26 023
Wijziging van het Wetboek van Strafrecht, het Wetboek van Strafvordering, de Wet op de rechterlijke organisatie en de Penitentiaire beginselenwet (strafrechtelijke opvang verslaafden)

nr. 10
AMENDEMENT VAN HET LID APOSTOLOU

Ontvangen 27 maart 2000

De ondergetekende stelt het volgende amendement voor:

In artikel I wordt in artikel 38m, eerste lid, onderdeel 2°, vervangen door:

2°. de verdachte in de vijf jaren voorafgaand aan het door hem begane feit ten minste driemaal wegens een misdrijf onherroepelijk tot een vrijheidsbenemende straf of maatregel, een vrijheidsbeperkende maatregel of tot het verrichten van onbetaalde arbeid ten algemenen nutte is veroordeeld, of een opgelegde vorm van vrijheidsbeneming of hulpverlening, waaronder drangmodaliteiten, niet tot succes heeft geleid, het feit is begaan na tenuitvoerlegging van deze straffen of maatregelen en er voorts ernstig rekening mede moet worden gehouden dat de verdachte wederom een misdrijf zal begaan;.

Toelichting

Dit amendement beoogt tot uitdrukking te brengen dat de SOV een ultimum remedium is, een laatste schakel in een keten van strafrechtelijke interventies ter beteugeling van met drugsverslaving samenhangende criminaliteit. Hiermee wordt aangesloten bij de in de nota naar aanleiding van het nader verslag gestelde dat de SOV een allerlaatste kans is, bestemd voor de zwaarste doelgroep als gebleken is dat andere vormen van hulpverlening en vrijheidsbeneming niet tot het gewenste resultaat hebben geleid (Nota n.a.v. het nader verslag blz. 1–2).

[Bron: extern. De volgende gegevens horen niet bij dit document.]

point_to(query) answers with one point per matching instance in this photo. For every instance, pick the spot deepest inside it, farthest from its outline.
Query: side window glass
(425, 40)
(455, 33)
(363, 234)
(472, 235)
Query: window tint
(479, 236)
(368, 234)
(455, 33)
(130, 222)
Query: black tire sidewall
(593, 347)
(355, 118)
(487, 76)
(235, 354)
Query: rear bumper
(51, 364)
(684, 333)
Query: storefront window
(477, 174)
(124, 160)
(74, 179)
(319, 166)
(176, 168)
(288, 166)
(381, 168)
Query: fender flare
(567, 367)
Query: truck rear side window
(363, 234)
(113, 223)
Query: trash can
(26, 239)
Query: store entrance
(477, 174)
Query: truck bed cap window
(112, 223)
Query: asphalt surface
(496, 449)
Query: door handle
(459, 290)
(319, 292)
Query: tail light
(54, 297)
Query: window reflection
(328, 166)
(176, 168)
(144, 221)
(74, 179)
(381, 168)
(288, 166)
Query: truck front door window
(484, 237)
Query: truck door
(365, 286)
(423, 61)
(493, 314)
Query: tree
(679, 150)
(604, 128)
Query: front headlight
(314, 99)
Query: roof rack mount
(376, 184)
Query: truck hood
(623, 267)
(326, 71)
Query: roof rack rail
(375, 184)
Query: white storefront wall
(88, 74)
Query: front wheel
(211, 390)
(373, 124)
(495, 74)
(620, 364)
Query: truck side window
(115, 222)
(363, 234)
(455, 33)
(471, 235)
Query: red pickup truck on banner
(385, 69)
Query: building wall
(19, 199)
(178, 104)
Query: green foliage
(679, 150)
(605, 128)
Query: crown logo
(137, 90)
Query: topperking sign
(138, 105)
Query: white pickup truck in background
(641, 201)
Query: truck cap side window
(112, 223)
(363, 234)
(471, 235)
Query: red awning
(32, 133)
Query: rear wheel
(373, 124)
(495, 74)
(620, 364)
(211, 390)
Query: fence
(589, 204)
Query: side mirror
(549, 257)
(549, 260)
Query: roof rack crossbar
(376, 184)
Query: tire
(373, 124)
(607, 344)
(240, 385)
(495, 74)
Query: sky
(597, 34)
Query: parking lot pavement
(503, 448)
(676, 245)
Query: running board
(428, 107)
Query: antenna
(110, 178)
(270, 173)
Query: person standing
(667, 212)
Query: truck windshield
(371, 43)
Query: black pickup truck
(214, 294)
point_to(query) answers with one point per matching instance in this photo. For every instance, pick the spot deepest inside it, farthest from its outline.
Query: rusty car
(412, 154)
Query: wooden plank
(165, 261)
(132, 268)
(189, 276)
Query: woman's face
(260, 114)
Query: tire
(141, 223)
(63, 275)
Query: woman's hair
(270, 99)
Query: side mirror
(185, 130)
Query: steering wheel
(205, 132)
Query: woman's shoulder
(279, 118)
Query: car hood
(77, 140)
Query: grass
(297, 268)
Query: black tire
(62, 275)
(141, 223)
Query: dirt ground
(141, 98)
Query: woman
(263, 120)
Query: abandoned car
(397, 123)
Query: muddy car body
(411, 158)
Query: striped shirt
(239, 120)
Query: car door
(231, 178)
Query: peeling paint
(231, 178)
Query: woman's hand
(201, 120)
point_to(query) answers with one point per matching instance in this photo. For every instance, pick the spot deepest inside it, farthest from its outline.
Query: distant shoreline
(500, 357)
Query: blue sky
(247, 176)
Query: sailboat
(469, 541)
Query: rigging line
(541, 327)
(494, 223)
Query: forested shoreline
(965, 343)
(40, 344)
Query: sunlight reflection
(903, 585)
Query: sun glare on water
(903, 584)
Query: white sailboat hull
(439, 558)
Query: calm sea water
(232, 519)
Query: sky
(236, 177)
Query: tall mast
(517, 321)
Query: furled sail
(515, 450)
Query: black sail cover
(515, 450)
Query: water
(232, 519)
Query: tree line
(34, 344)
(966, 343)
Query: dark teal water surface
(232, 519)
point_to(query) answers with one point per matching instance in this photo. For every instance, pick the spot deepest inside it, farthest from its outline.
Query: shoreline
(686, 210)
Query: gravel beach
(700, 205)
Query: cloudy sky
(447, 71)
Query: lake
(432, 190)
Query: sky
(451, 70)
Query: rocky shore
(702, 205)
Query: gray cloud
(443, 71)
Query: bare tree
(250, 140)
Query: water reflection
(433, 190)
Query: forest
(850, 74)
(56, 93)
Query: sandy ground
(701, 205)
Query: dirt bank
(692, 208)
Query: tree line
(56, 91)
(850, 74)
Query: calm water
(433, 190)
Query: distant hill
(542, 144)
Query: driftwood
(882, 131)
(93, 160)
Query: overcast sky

Voorts wordt door dit amendement tot uitdrukking gebracht dat de drangvariant naast de dwangvariant van de SOV blijft bestaan. Dit amendement sluit tevens aan bij de opvatting dat de onvoorwaardelijke dwangvariant van de SOV in beeld komt, wanneer aannemelijk is dat eerdere op drang gebaseerde interventies geen effect hebben gesorteerd.